Un altissimo momento di tensione fu la marcia dei parlamentari del Pdl sul Palazzo di giustizia durante il dibattimento del “Ruby uno”, che si svolgeva in contemporanea all’appello Mediaset. Quella vicenda, secondo la Galli, "è stata sconcertante, credo che ogni magistrato ne sia rimasto turbato nel profondo. La definirei un’iniziativa eversiva del potere politico contro un processo regolarmente svolto in nome del popolo italiano.
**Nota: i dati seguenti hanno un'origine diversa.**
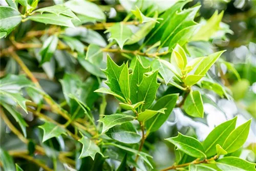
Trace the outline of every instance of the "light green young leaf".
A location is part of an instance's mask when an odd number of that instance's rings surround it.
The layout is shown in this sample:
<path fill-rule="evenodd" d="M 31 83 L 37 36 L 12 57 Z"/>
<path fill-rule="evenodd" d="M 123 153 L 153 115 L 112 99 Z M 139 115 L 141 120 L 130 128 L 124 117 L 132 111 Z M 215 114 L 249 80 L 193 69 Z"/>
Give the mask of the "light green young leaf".
<path fill-rule="evenodd" d="M 135 15 L 137 18 L 139 19 L 141 23 L 147 23 L 151 21 L 159 23 L 156 18 L 148 17 L 144 15 L 137 6 L 136 6 L 136 10 L 132 10 L 131 12 Z"/>
<path fill-rule="evenodd" d="M 94 160 L 96 153 L 99 153 L 104 157 L 99 146 L 88 138 L 83 136 L 78 141 L 82 144 L 82 151 L 79 157 L 79 159 L 90 156 Z"/>
<path fill-rule="evenodd" d="M 147 132 L 155 132 L 157 131 L 164 122 L 168 119 L 173 109 L 176 104 L 176 101 L 179 97 L 178 94 L 168 94 L 160 98 L 157 101 L 152 110 L 157 111 L 160 109 L 166 108 L 164 111 L 164 115 L 161 113 L 158 114 L 146 122 L 146 127 Z"/>
<path fill-rule="evenodd" d="M 252 163 L 236 157 L 226 157 L 218 160 L 216 164 L 222 170 L 256 170 L 255 163 Z"/>
<path fill-rule="evenodd" d="M 0 38 L 6 37 L 22 21 L 19 12 L 11 7 L 0 6 Z"/>
<path fill-rule="evenodd" d="M 139 101 L 138 100 L 139 86 L 142 81 L 144 73 L 150 71 L 150 67 L 144 68 L 138 57 L 136 57 L 133 72 L 131 76 L 131 97 L 133 104 Z"/>
<path fill-rule="evenodd" d="M 116 125 L 120 125 L 125 122 L 134 120 L 135 118 L 130 115 L 122 114 L 115 114 L 110 115 L 105 115 L 104 118 L 98 121 L 103 123 L 103 128 L 101 134 L 104 133 L 109 129 Z"/>
<path fill-rule="evenodd" d="M 205 57 L 202 60 L 201 63 L 198 65 L 195 75 L 205 75 L 208 70 L 210 69 L 216 60 L 221 56 L 221 55 L 225 52 L 225 51 L 219 51 L 215 53 L 211 54 Z"/>
<path fill-rule="evenodd" d="M 227 152 L 222 148 L 221 146 L 219 144 L 216 145 L 216 152 L 218 156 L 225 155 L 227 154 Z"/>
<path fill-rule="evenodd" d="M 228 153 L 233 152 L 241 147 L 247 139 L 251 119 L 233 130 L 222 145 Z"/>
<path fill-rule="evenodd" d="M 190 91 L 185 100 L 184 109 L 185 112 L 191 116 L 204 117 L 204 106 L 200 92 Z"/>
<path fill-rule="evenodd" d="M 205 22 L 204 24 L 201 23 L 202 26 L 191 38 L 191 40 L 208 41 L 211 36 L 219 29 L 220 24 L 223 14 L 224 11 L 222 11 L 219 14 L 218 14 L 218 11 L 215 11 L 211 17 Z"/>
<path fill-rule="evenodd" d="M 76 13 L 95 18 L 97 21 L 103 22 L 106 20 L 106 16 L 101 9 L 90 2 L 72 0 L 68 1 L 64 5 Z"/>
<path fill-rule="evenodd" d="M 133 111 L 137 108 L 139 108 L 140 105 L 144 104 L 144 101 L 140 101 L 134 104 L 128 104 L 126 103 L 119 103 L 120 106 L 123 109 L 126 110 L 132 110 Z"/>
<path fill-rule="evenodd" d="M 129 101 L 130 96 L 130 84 L 128 62 L 124 66 L 124 67 L 120 74 L 119 85 L 121 91 L 123 93 L 124 98 L 126 99 L 126 101 Z"/>
<path fill-rule="evenodd" d="M 160 83 L 157 81 L 158 71 L 155 71 L 149 76 L 143 75 L 142 81 L 138 89 L 138 101 L 144 101 L 142 105 L 143 109 L 148 109 L 156 98 L 157 89 Z"/>
<path fill-rule="evenodd" d="M 204 147 L 196 138 L 186 136 L 178 133 L 178 136 L 165 139 L 176 146 L 177 149 L 197 158 L 206 158 Z"/>
<path fill-rule="evenodd" d="M 237 118 L 235 117 L 221 123 L 209 134 L 202 143 L 207 157 L 216 154 L 216 146 L 217 144 L 223 146 L 227 137 L 236 127 Z"/>
<path fill-rule="evenodd" d="M 42 142 L 53 137 L 57 138 L 61 134 L 67 135 L 64 129 L 51 122 L 45 122 L 45 124 L 39 126 L 38 127 L 44 131 Z"/>
<path fill-rule="evenodd" d="M 45 24 L 75 27 L 72 22 L 72 18 L 65 15 L 59 16 L 54 14 L 47 13 L 33 15 L 28 17 L 29 19 Z"/>
<path fill-rule="evenodd" d="M 121 23 L 118 23 L 109 28 L 104 33 L 111 33 L 111 36 L 109 41 L 115 40 L 118 46 L 123 49 L 123 45 L 129 39 L 131 39 L 133 35 L 133 32 L 131 29 Z"/>
<path fill-rule="evenodd" d="M 111 127 L 105 134 L 115 140 L 126 144 L 138 143 L 141 139 L 141 136 L 138 134 L 136 129 L 131 122 Z"/>
<path fill-rule="evenodd" d="M 40 54 L 42 56 L 41 64 L 50 61 L 56 50 L 58 41 L 58 37 L 55 35 L 49 37 L 45 41 L 40 51 Z"/>
<path fill-rule="evenodd" d="M 139 114 L 139 116 L 138 116 L 138 120 L 144 123 L 146 121 L 150 119 L 159 113 L 164 114 L 164 110 L 166 109 L 166 108 L 162 108 L 158 111 L 146 110 L 145 110 L 145 111 Z"/>
<path fill-rule="evenodd" d="M 116 98 L 117 98 L 117 99 L 120 100 L 121 101 L 122 101 L 123 102 L 126 101 L 125 99 L 124 99 L 122 96 L 119 96 L 117 94 L 116 94 L 115 93 L 112 92 L 110 89 L 105 88 L 99 88 L 99 89 L 95 90 L 94 92 L 110 94 L 116 97 Z"/>
<path fill-rule="evenodd" d="M 26 122 L 26 121 L 22 117 L 22 115 L 12 106 L 7 104 L 5 103 L 1 102 L 0 104 L 3 105 L 3 106 L 12 115 L 12 117 L 14 118 L 16 121 L 18 122 L 19 126 L 22 129 L 22 132 L 24 135 L 24 137 L 27 137 L 27 132 L 26 127 L 28 126 L 28 125 Z"/>
<path fill-rule="evenodd" d="M 40 12 L 41 13 L 41 14 L 46 12 L 55 14 L 58 16 L 60 14 L 62 14 L 63 15 L 69 16 L 71 18 L 79 20 L 79 18 L 76 15 L 75 15 L 74 13 L 73 13 L 69 8 L 65 7 L 62 4 L 40 8 L 35 10 L 35 12 Z"/>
E invito a ricordarsi chi vi ha preso parte: tra gli altri c’era la presidente del Senato nella scorsa legislatura (Maria Elisabetta Casellati, attuale ministra delle Riforme nel governo Meloni, ndr)".
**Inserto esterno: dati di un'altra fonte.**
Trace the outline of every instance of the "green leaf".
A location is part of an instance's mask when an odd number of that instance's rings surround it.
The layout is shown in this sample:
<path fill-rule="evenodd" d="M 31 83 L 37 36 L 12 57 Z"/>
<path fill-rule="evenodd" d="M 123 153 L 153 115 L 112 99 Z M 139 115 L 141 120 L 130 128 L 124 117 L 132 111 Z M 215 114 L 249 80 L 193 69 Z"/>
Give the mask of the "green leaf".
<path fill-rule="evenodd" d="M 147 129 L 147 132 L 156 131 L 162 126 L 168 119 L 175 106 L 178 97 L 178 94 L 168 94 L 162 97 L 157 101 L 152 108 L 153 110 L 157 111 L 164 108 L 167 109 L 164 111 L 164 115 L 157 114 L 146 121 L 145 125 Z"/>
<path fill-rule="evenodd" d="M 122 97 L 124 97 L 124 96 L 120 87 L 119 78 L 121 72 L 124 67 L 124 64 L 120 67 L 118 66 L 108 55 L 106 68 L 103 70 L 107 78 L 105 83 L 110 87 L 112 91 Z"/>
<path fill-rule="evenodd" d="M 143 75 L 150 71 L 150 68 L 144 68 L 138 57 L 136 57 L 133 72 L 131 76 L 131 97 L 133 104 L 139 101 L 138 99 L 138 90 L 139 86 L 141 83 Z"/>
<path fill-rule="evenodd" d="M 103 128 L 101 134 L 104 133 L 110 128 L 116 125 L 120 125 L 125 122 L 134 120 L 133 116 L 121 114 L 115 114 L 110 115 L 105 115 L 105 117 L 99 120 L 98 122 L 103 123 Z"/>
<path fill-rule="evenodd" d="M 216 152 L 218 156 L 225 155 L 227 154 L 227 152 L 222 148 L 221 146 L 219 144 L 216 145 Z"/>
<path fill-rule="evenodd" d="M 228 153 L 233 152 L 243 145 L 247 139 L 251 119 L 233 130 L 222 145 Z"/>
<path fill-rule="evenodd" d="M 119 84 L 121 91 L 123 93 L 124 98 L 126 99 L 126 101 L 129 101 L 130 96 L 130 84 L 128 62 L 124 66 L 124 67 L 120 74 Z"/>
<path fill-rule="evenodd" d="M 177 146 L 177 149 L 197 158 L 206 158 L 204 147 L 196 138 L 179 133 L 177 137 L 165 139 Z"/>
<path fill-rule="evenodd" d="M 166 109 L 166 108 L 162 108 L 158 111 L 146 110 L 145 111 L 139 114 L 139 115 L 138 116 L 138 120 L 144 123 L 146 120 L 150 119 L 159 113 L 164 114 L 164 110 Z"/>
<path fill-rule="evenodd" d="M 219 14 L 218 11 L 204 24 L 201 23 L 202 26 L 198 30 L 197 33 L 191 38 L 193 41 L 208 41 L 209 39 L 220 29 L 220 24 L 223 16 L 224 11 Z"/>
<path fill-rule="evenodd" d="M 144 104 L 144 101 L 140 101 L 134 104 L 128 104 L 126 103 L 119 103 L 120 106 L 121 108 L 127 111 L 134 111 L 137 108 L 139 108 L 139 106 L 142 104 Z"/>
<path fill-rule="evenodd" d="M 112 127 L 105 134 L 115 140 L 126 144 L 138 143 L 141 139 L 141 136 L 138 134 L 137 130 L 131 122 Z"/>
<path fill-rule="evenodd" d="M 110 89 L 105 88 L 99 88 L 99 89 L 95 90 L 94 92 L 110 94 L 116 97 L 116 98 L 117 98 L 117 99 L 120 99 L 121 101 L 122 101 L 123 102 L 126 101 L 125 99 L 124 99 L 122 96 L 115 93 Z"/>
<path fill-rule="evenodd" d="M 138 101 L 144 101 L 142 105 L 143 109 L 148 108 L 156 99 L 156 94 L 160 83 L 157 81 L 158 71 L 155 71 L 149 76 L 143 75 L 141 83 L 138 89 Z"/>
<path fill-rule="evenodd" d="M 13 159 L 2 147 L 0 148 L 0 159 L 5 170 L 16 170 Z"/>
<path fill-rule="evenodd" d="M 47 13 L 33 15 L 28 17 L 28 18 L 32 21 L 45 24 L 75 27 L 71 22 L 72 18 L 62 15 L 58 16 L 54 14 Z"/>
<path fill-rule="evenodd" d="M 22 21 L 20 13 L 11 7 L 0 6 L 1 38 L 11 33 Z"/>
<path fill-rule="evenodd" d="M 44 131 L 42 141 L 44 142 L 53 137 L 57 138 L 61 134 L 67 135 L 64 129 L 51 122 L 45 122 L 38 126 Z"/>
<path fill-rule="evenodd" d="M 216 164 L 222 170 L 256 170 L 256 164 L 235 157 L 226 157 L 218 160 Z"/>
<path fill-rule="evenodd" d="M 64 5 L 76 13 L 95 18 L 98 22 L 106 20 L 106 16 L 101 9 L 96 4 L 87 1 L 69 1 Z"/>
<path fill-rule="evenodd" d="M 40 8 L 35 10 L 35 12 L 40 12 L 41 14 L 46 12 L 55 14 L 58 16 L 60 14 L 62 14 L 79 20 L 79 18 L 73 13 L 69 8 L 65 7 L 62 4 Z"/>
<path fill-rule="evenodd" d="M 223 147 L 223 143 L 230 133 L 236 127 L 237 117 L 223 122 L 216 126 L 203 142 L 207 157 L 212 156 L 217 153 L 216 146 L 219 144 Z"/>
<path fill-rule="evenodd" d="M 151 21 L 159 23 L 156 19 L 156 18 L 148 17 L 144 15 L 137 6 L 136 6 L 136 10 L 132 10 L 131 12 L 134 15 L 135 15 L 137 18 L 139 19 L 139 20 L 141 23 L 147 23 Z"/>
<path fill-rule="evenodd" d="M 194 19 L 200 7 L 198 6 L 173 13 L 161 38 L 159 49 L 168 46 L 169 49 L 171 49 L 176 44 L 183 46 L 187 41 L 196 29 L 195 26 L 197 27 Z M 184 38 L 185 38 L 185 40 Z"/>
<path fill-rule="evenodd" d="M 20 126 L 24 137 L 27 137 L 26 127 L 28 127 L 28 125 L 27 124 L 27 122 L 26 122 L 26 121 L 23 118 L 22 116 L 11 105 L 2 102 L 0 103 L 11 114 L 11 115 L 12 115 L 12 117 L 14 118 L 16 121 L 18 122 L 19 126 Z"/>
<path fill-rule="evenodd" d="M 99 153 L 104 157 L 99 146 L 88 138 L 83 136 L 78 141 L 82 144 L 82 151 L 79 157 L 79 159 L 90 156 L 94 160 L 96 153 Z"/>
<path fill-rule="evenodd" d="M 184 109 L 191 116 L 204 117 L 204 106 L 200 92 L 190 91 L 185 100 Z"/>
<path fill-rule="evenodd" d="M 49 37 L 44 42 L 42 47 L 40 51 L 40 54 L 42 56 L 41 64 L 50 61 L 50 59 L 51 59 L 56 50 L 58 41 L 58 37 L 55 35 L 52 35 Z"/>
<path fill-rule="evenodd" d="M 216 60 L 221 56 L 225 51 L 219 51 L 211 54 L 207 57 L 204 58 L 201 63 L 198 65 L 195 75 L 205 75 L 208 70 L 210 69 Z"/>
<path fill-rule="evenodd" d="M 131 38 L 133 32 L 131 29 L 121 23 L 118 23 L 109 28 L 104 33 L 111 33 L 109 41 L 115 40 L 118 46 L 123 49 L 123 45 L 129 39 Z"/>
Rispetto al dato per cui, di tutti e 36 i procedimenti penali aperti nei confronti del fondatore di Forza Italia, quello condotto dalla giudice è stato l’unico che ha avuto una conclusione con una condanna passata in giudicato ha aggiunto: "E' utile ricordare che in molti casi ha beneficiato di prescrizioni o di assoluzioni “perché il fatto non costituisce più reato”, come quelle per i falsi in bilancio, depenalizzati mentre erano in corso i suoi processi. In ogni caso, la condanna è arrivata per un reato grave. Non una semplice 'elusione fiscale', come hanno scritto le Camere penali (il “sindacato” degli avvocati penalisti, ndr), ma una frode ideata tramite un complesso meccanismo internazionale che esisteva dagli anni Novanta e coinvolgeva un gran numero di società offshore, per importi molto rilevanti. Negli anni in cui Berlusconi è stato al potere, d’altra parte, l’evasione è stata sdoganata: è passato il messaggio deteriore che non si tratti di qualcosa di disdicevole. Un messaggio di cui ancora oggi si trova traccia in vari provvedimenti di legge".
Infine ha espresso anche un pensiero su Berlusconi come uomo e come politico, da una parte evidenziando il fatto che è stato "una figura importante della nostra storia dal punto di vista politico, imprenditoriale, sociale, del costume". Dall'altra però lo ha anche definito come "uno spregiudicato, ma con una visione. L’eredità più dannosa che ha lasciato, secondo me, è la delegittimazione del ruolo della magistratura che ha messo in atto descrivendosi come un perseguitato, un modello seguito da tanti altri dopo di lui. E poi la strategia del difendersi 'dal processo' anziché 'nel processo', inaugurata dai suoi legali e trasformata anche in testi di legge, che hanno reso il processo penale italiano più lento e meno efficace".